When I look at them even on the PC, they don't show the total time of the video there either, and even in Windows Media Player (WMP), they show as "0 seconds" in the library views (although when I play them in WMP, the duration shows).

So, I'm guessing I'm doing something wrong in the conversion which is corrupting some information in the file which WMP and Media Center and Mediashare need to display the duration and also to enable trickplay.

Here's the command I'm using in ffmpeg (below). If there are any experts out there who can help me tweak this so I can convert these files into mpeg ones which contain the duration, that would be great.
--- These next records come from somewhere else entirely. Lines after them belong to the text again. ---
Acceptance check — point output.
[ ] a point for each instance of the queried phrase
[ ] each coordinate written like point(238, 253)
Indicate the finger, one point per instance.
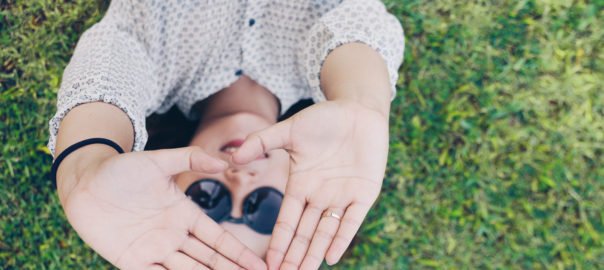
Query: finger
point(306, 229)
point(355, 213)
point(156, 267)
point(179, 260)
point(285, 227)
point(197, 250)
point(214, 236)
point(328, 226)
point(258, 143)
point(174, 161)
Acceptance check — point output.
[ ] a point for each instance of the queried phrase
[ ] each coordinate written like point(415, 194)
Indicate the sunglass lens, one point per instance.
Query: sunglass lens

ffmpeg.exe -i ivs_ramblinman_eg.mov -threads 2 -f mpegts -b 2400k -s 720x480 -vcodec mpeg2video -acodec ac3 ramblinman.mpg


----------



## bhelton71 (Mar 8, 2007)

arkmich said:


> I have a ViiV pc and am able to stream video and audio using Media Center to my HR22.
> 
> My videos which were originally encoded as mpeg play just fine.
> 
> ...


At a glance your commandline doesn't look bad (little conservative on the bitrate ) - what are the original encoding parameters (codecs, bitrates, framerate, etc) on the mov file ? Just curious if something is confusing the encoder.


----------



## arkmich (Mar 7, 2007)

bhelton71 said:


> At a glance your commandline doesn't look bad (little conservative on the bitrate ) - what are the original encoding parameters (codecs, bitrates, framerate, etc) on the mov file ? Just curious if something is confusing the encoder.
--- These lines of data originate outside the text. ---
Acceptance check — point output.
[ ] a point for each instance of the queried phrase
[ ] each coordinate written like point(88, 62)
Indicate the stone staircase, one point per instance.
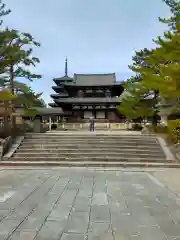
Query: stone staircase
point(90, 149)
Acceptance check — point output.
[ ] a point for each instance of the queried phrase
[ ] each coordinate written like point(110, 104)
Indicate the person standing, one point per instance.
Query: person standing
point(91, 124)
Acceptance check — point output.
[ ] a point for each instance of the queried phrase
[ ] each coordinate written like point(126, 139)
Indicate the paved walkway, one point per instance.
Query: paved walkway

Here (below) is the info I get when I just to an ffmpeg -i on the original file.

I've tried a few things, to no avail:
- converting first to program stream and then using streamclip to convert to TS
- dropping and/or changing the options for bitrate and size
- using "-target ntsc-dvd" instead of the bitrate and size commands

Also, the reason I'm really wanting FF/RW to work on these files is that they're guitar video lessons and I'm always wanting to go back a few seconds to review a section of a song. FYI, these are lessons I've purchased online from iVideosongs, whcih has great lessons (even some by the original artists) for a phenomenal value, in case anyone's interested. I currently use them on my desktop, and am looking forward to being able to use them on my TV through the HR22.

Thanks for taking a look.

FFmpeg version 0.5, Copyright (c) 2000-2009 Fabrice Bellard, et al.
configuration: --enable-gpl --enable-postproc --enable-swscale --enable-avfilter --enable-avfilter-lavf --enable-pthre
ads --enable-avisynth --enable-libfaac --enable-libfaad --enable-libmp3lame --enable-libspeex --enable-libtheora --enabl
e-libvorbis --enable-libxvid --enable-libx264 --enable-memalign-hack
libavutil 49.15. 0 / 49.15. 0
libavcodec 52.20. 0 / 52.20. 0
libavformat 52.31. 0 / 52.31. 0
libavdevice 52. 1. 0 / 52. 1. 0
libavfilter 0. 4. 0 / 0. 4. 0
libswscale 0. 7. 1 / 0. 7. 1
libpostproc 51. 2. 0 / 51. 2. 0
built on Mar 16 2009 16:09:18, gcc: 4.2.4 [Sherpya]
[mov,mp4,m4a,3gp,3g2,mj2 @ 0x1519770]multiple edit list entries, a/v desync might occur, patch welcome

Seems stream 0 codec frame rate differs from container frame rate: 59.94 (5994/100) -> 29.97 (30000/1001)
Last message repeated 2 times
Input #0, mov,mp4,m4a,3gp,3g2,mj2, from 'ivs_ramblinman_eg.mov':
Duration: 01:23:19.36, start: 0.000000, bitrate: 536 kb/s
Stream #0.0(eng): Video: h264, yuv420p, 960x540, 29.97 tbr, 29.97 tbn, 59.94 tbc
Stream #0.1(eng): Audio: aac, 48000 Hz, stereo, s16
Stream #0.2(eng): Data: tmcd / 0x64636D74
Stream #0.3(eng): Subtitle: text / 0x74786574
At least one output file must be specified


----------